A further point for consideration, is, if a charge is made for the valuable service provided by the solicitors to the client in financing the disbursements, how this can properly and legitimately, be passed to the paying party.
Practitioners have long been aware that in the former regime of recoverable success fees, that element of the success fee, which related to the cost to a solicitor of delay in payment and/or funding the litigation was irrecoverable inter partes.
Accordingly, the decision reached by the Court of Appeal in the case of the Secretary of State for the Department of Energy and Climate Change and Coal Products Limited.v.Jeffrey Jones and others  EWCA Civ 363 is an interesting illustration, of the way that solicitors were able to recover an element of interest incurred pre-judgment and the making of the costs order, for their clients on disbursements.
The facts of the case may be briefly stated. The case involved the aftermath of the Phurnacite Litigation, where after a 6 week trial on liability, costs were awarded to the claimants as receiving parties. The claimants disbursements exceeded £787,000.
The claimants had all entered, in addition to their CFAs, disbursement funding arrangements with their solicitors. These provided that the solicitor would fund disbursements as the case went along, in return for interest at 4% above rate. The interest was only payable if recovered from the paying party, and so was accurately to be described, as a contingent liability.
The solicitors contended that the agreements were exempt from the Consumer Credit Act 1974, as the contingent nature of the liability, meant that they were not providing “credit” as defined by the Act.
At first instance, Swift J accepted that the agreement was a proper one, enforceable, and awarded interest as claimed.
On appeal, a very narrow issue was taken: namely whether the interest rate to be awarded by the court, was excessive, and should be reduced to reflect the solicitors circumstances, not the claimants’ circumstances, who would be the beneficiaries as a factor in the exercise of the discretion.

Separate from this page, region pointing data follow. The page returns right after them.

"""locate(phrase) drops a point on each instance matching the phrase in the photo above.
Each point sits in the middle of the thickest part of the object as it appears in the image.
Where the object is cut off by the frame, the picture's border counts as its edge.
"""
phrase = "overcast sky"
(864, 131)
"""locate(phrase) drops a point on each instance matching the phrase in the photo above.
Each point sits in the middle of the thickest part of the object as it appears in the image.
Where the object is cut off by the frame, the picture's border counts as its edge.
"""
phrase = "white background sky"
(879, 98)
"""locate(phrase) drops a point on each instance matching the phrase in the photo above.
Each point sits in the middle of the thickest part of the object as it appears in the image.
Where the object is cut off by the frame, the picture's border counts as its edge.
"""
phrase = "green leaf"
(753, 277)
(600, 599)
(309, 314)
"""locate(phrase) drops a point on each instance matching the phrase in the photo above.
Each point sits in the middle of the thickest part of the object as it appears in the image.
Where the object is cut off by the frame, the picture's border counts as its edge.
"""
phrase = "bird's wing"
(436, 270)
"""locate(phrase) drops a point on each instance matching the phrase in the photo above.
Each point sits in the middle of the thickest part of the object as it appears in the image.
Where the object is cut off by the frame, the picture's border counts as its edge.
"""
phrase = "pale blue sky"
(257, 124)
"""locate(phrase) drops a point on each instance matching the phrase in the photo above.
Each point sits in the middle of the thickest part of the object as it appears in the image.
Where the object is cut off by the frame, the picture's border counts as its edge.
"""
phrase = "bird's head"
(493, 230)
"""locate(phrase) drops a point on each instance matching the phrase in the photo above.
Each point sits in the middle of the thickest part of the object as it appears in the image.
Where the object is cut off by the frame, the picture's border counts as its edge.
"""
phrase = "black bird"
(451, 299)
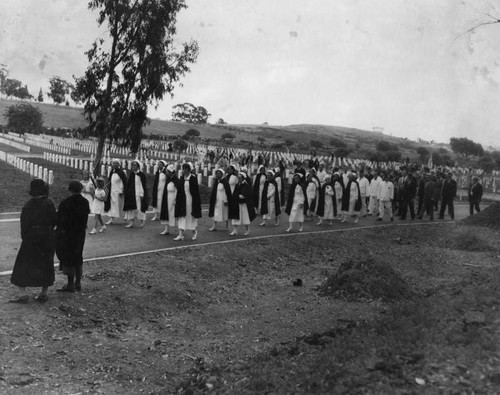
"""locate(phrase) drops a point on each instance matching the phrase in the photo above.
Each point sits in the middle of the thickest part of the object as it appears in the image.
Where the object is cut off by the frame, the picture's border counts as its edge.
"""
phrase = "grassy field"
(57, 116)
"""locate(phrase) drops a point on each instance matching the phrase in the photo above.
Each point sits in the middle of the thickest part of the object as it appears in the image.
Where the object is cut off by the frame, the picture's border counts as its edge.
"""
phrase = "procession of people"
(318, 193)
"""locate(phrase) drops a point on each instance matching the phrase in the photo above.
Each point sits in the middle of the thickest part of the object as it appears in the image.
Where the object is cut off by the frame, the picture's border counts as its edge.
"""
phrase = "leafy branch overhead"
(133, 68)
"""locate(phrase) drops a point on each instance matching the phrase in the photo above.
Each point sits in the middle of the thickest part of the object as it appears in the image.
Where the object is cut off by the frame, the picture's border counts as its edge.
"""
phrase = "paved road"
(117, 239)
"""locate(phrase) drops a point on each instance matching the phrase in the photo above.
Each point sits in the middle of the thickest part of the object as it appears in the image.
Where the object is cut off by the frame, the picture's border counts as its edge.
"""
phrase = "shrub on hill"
(24, 118)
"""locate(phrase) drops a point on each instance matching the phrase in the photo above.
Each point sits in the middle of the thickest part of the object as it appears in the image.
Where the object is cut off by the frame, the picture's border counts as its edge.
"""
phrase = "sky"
(412, 68)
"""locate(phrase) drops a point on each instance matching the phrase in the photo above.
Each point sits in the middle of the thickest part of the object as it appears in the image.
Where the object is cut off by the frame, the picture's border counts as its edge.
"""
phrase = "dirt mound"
(489, 217)
(366, 279)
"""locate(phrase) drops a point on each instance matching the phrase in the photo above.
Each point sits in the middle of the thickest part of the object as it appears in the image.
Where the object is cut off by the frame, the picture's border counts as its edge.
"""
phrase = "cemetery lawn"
(382, 311)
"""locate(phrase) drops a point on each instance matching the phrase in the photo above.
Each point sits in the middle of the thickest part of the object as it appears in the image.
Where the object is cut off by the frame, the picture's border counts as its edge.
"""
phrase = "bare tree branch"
(492, 22)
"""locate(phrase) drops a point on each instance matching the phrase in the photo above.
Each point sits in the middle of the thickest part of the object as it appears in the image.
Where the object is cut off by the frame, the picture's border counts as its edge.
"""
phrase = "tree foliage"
(336, 142)
(487, 163)
(423, 153)
(227, 136)
(192, 133)
(58, 89)
(180, 145)
(385, 146)
(133, 68)
(24, 118)
(315, 143)
(187, 112)
(465, 147)
(14, 88)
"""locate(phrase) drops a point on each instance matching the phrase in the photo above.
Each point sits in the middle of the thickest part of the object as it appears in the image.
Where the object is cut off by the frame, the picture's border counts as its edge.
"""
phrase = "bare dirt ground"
(235, 318)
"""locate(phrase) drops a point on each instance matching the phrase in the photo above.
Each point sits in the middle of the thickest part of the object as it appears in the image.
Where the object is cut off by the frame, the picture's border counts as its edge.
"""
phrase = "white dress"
(328, 214)
(139, 194)
(271, 207)
(98, 205)
(161, 187)
(339, 191)
(88, 191)
(353, 197)
(221, 208)
(278, 183)
(233, 180)
(297, 213)
(171, 196)
(262, 180)
(244, 217)
(188, 222)
(116, 207)
(311, 195)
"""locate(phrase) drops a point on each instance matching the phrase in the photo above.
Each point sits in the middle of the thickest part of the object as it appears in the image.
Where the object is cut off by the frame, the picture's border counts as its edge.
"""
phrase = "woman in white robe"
(297, 203)
(158, 189)
(167, 208)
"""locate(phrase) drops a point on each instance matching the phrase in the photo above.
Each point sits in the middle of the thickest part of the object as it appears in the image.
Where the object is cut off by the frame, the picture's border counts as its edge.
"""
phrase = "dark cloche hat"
(75, 186)
(38, 187)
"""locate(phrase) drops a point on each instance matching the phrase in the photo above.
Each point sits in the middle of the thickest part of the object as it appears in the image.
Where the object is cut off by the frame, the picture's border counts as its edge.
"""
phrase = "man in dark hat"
(72, 217)
(34, 266)
(448, 193)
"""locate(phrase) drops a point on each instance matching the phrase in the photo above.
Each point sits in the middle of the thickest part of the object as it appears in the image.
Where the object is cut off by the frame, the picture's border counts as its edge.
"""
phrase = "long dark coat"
(321, 200)
(263, 205)
(291, 195)
(213, 194)
(180, 202)
(256, 186)
(129, 201)
(282, 192)
(123, 176)
(72, 217)
(244, 190)
(34, 266)
(346, 195)
(164, 201)
(156, 181)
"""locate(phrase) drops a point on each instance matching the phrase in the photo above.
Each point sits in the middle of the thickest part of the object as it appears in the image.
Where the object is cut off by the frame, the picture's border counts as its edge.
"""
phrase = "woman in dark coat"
(167, 212)
(219, 199)
(241, 207)
(188, 203)
(270, 205)
(296, 205)
(136, 195)
(34, 266)
(72, 217)
(258, 187)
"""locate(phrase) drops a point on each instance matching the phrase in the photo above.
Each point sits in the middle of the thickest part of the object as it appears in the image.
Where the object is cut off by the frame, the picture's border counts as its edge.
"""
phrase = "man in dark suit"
(475, 195)
(448, 193)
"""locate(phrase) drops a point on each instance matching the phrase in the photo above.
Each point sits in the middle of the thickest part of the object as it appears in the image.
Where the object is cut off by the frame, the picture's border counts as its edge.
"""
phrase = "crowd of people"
(237, 198)
(316, 193)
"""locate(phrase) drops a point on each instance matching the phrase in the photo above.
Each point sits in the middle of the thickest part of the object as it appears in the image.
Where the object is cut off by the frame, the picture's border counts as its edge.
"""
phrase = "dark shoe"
(41, 298)
(66, 289)
(21, 299)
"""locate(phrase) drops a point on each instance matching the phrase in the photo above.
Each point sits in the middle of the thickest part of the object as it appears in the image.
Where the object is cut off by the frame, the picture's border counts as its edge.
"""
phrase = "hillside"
(58, 116)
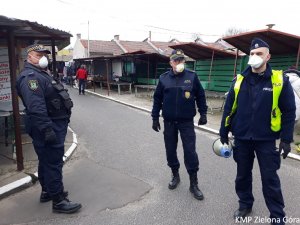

Perhaps unsurprisingly, the Court of Appeal took the view, that the fact it was the solicitors who had funded the litigation, made no odds, as if the agreement had been made by the claimants with a bank or other commercial lender, the liability to pay the interest, was the claimants.
It is a relatively straightforward matter to draft such an agreement, which should ensure, per the Court of Appeal decision, that the costs of financing such expenditure, can properly be recoverable from the paying party.
Accordingly, any firm which routinely finances on credit, the client’s disbursements should review its funding arrangements to ensure that in successful cases, a useful 4.5% of interest on disbursements is recovered, from the point when the liability is incurred.